The following options affect the stand-alone HTML generation mode -H and the text report mode -t.
In text mode, the default is 1, meaning that the report will include the directory given on the command line and all of its immediate subdirectories. A depth of two includes another level below that, and so on; a depth of zero means only the directory on the command line.
In HTML mode, specifying this option switches agedu from writing out a single HTML file to writing out multiple files which link to each other. A depth of 1 means agedu will write out an HTML file for the given directory and also one for each of its immediate subdirectories.
If you want agedu to recurse as deeply as possible, give the special word `max' as an argument to -d.
The following options affect the web server mode -w, and in one case also the stand-alone HTML generation mode -H:
The argument to -r consists of a single age, or two ages separated by a minus sign. An age is a number, followed by one of `y' (years), `m' (months), `w' (weeks) or `d' (days). The first age in the range represents the oldest data, and will be coloured red in the HTML; the second age represents the newest, coloured green. If the second age is not specified, it will default to zero (so that green means data which has been accessed just now).
For example, -r 2y will mark data in red if it has been unused for two years or more, and green if it has been accessed just now. -r 2y-3m will similarly mark data red if it has been unused for two years or more, but will mark it green if it has been accessed three months ago or later.
If you specify this option, agedu will not print its URL on standard output (since you are expected to know what address you told it to listen to).
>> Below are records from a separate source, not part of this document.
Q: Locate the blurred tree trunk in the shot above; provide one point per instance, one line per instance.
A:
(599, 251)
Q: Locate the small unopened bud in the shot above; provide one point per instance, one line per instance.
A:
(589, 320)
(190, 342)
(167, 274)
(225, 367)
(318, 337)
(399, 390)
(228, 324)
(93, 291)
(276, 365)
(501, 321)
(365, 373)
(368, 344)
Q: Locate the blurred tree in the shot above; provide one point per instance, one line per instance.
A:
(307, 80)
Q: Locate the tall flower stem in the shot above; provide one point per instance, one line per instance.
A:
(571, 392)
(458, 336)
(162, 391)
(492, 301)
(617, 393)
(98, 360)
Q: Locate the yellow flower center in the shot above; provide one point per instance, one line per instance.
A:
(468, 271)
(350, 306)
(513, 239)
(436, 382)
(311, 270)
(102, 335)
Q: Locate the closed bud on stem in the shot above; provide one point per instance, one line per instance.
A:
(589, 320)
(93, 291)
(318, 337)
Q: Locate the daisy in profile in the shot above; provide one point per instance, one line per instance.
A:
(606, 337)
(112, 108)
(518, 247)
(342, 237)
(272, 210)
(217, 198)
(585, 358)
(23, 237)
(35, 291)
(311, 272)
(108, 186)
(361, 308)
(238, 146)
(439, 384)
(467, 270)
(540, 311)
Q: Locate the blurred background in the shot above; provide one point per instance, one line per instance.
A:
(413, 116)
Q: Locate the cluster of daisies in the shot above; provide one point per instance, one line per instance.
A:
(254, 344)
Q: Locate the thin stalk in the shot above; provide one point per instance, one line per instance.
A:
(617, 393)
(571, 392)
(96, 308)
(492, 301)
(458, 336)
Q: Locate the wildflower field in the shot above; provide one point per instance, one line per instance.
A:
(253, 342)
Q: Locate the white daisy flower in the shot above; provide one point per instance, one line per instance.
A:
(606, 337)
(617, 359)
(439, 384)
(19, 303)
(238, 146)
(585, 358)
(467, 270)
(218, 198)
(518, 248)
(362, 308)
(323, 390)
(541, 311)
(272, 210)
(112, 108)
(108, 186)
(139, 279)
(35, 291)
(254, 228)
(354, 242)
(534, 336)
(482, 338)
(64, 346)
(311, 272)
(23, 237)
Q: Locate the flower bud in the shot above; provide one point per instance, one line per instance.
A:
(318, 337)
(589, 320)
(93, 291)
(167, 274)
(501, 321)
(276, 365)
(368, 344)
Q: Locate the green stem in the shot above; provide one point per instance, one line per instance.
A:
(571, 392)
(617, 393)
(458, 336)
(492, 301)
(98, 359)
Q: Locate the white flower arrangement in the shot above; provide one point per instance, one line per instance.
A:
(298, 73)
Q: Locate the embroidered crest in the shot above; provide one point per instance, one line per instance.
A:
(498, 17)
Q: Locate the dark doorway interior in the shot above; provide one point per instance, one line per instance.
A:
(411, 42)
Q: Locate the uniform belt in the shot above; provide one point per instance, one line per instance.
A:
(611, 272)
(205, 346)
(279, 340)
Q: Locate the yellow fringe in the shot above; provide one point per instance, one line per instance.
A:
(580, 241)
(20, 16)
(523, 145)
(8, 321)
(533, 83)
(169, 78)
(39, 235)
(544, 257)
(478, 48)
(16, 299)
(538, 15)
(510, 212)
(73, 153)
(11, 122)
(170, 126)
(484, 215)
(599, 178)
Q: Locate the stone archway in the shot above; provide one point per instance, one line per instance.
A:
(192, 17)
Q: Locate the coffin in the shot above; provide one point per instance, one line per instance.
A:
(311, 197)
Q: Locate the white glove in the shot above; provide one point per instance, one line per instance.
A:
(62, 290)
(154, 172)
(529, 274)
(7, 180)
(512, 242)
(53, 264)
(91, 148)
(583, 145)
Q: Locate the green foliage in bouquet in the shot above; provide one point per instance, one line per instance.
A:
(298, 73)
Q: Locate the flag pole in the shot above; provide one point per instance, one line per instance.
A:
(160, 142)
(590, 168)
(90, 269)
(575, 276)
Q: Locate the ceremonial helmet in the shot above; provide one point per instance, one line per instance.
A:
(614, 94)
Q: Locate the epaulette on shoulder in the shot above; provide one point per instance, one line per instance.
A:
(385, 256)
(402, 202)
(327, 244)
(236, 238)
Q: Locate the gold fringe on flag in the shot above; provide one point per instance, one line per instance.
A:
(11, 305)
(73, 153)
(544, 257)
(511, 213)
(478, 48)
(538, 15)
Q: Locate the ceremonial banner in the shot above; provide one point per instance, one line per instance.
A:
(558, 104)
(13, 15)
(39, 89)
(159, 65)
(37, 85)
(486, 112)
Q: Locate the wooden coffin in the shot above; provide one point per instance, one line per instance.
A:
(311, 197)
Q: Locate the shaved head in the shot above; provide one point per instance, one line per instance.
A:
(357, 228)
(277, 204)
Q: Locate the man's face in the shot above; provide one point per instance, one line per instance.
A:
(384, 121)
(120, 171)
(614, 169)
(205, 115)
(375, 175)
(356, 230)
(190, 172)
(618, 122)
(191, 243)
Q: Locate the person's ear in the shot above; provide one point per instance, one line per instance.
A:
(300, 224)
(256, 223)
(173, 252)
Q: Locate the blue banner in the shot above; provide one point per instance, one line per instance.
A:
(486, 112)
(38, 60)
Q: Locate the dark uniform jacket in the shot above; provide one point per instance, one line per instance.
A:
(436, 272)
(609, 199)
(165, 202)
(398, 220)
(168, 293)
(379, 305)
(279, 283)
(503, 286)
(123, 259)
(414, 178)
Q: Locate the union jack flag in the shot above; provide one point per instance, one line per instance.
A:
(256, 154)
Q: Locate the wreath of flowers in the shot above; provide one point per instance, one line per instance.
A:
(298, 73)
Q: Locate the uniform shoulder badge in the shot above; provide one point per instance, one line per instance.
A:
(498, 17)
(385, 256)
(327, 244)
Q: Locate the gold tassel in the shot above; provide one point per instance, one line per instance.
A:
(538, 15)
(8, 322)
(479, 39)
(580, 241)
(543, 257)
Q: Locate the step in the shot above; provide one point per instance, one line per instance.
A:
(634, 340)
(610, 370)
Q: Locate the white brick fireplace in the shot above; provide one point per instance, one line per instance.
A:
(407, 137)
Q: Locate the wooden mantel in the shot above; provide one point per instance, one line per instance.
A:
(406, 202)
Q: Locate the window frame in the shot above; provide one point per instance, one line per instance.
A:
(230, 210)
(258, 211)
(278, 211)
The data file is pretty large. The core of agedu is the tree-based data structure it uses in its index in order to efficiently perform the queries it needs; this data structure requires O(N log N) storage. This is larger than you might expect; a scan of my own home directory, containing half a million files and directories and about 20Gb of data, produced an index file over 60Mb in size. Furthermore, since the data file must be memory-mapped during most processing, it can never grow larger than available address space, so a really big filesystem may need to be indexed on a 64-bit computer. (This is one reason for the existence of the -D and -L options: you can do the scanning on the machine with access to the filesystem, and the indexing on a machine big enough to handle it.)
The data structure also does not usefully permit access control within the data file, so it would be difficult - even given the willingness to do additional coding - to run a system-wide agedu scan on a cron job and serve the right subset of reports to each user.
In certain circumstances, agedu can report false positives (reporting files as disused which are in fact in use) as well as the more benign false negatives (reporting files as in use which are not). This arises when a file is, semantically speaking, `read' without actually being physically read. Typically this occurs when a program checks whether the file's mtime has changed and only bothers re-reading it if it has; programs which do this include rsync(1) and make(1). Such programs will fail to update the atime of unmodified files despite depending on their continued existence; a directory full of such files will be reported as disused by agedu but deleting them will cause trouble.
agedu is free software, distributed under the MIT licence. Type agedu --licence to see the full licence text.